Hot dogs can be topped with mustard, ketchup, onions, mayonnaise, relish, cheese, chili, or sauerkraut, but beware where you make your garnish selection. Areas and baseball parks, such as Coney Island and Fenway Park, offer their specialties with signature flavorings and toppings. In some areas of the country the dogateur will be highly offended if you request toppings outside the local cuisine.
The traditional serving in Chicago is a Vienna beef hot dog topped with mustard, chopped onions, sport peppers, fresh sliced tomatoes, a pickle, and a sprinkle of celery salt. One last important touch is that the delicacy be served in a poppy-seed bun. You don’t want to frustrate a vendor in Chicago by asking for ketchup. It you really want it, you might ask them for ketchup on the side for your fries.
For a twist on tradition, order a corn dog, which is dipped in corn batter and deep-fried. Enjoy a plain hot dogged chopped in some baked beans or a mini-hot dog wrapped in bread dough and served as an hors d’oeuvres.
Nathan’s Hot Dogs holds an annual hot dog eating contest every July 4th. This year’s winner, Joey Chestnut, proposed to his girlfriend before chowing down 61 franks and buns.
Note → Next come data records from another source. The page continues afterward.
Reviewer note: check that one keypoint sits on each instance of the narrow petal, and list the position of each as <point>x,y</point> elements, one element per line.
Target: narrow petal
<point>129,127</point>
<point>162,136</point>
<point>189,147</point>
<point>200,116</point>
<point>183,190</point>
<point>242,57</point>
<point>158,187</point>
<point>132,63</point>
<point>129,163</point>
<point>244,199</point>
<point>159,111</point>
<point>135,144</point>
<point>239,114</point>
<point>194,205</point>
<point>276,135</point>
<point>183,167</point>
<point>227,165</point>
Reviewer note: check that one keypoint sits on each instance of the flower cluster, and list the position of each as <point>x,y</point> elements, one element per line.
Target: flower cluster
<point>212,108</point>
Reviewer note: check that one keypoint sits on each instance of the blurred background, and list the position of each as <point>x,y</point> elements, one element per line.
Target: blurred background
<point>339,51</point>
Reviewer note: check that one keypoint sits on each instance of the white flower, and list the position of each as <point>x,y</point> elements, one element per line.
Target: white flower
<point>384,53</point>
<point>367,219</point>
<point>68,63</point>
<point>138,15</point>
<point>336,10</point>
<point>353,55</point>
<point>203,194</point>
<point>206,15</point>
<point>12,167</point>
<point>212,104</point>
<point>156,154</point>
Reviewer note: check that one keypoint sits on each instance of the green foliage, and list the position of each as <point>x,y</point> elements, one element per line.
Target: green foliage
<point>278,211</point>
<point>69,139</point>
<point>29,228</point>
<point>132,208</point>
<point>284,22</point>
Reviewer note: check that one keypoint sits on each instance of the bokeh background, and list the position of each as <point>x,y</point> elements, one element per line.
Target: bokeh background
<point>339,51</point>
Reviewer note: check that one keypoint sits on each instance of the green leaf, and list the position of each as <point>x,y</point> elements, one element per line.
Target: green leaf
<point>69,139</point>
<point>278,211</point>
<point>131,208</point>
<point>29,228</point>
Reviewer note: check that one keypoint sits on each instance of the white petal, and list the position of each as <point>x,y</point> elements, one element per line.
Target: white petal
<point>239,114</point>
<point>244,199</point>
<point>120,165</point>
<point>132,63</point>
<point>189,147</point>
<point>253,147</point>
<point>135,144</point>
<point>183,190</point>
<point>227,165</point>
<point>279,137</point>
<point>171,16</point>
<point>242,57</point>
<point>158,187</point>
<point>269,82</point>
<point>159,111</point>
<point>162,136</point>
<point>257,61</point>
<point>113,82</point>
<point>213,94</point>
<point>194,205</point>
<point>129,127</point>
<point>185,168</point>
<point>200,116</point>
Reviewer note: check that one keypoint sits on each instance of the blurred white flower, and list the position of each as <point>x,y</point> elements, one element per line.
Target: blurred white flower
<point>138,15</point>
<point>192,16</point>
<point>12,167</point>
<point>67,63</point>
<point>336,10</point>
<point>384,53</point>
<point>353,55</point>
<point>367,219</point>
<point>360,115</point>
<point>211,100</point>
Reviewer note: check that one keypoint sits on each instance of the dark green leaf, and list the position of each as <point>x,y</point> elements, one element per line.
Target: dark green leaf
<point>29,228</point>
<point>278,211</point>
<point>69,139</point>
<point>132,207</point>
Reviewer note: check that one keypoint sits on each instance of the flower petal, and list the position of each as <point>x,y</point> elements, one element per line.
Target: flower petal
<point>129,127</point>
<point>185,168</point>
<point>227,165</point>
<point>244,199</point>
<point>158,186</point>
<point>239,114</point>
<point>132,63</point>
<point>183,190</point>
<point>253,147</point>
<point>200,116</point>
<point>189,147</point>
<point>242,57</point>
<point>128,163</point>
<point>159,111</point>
Hopefully, the young man does not practice every day. Although delicious, the tasty treat is not recommended as a daily diet. The American Institute for Cancer Research states that consuming one hot dog or serving of processed meat every day increases the risk of colorectal cancer by 20%. Hot dogs also are high in sodium, fat, and nitrites. In addition, hot dogs pose a choking risk in young children. The suggestion is to cut them into small pieces to reduce the risk.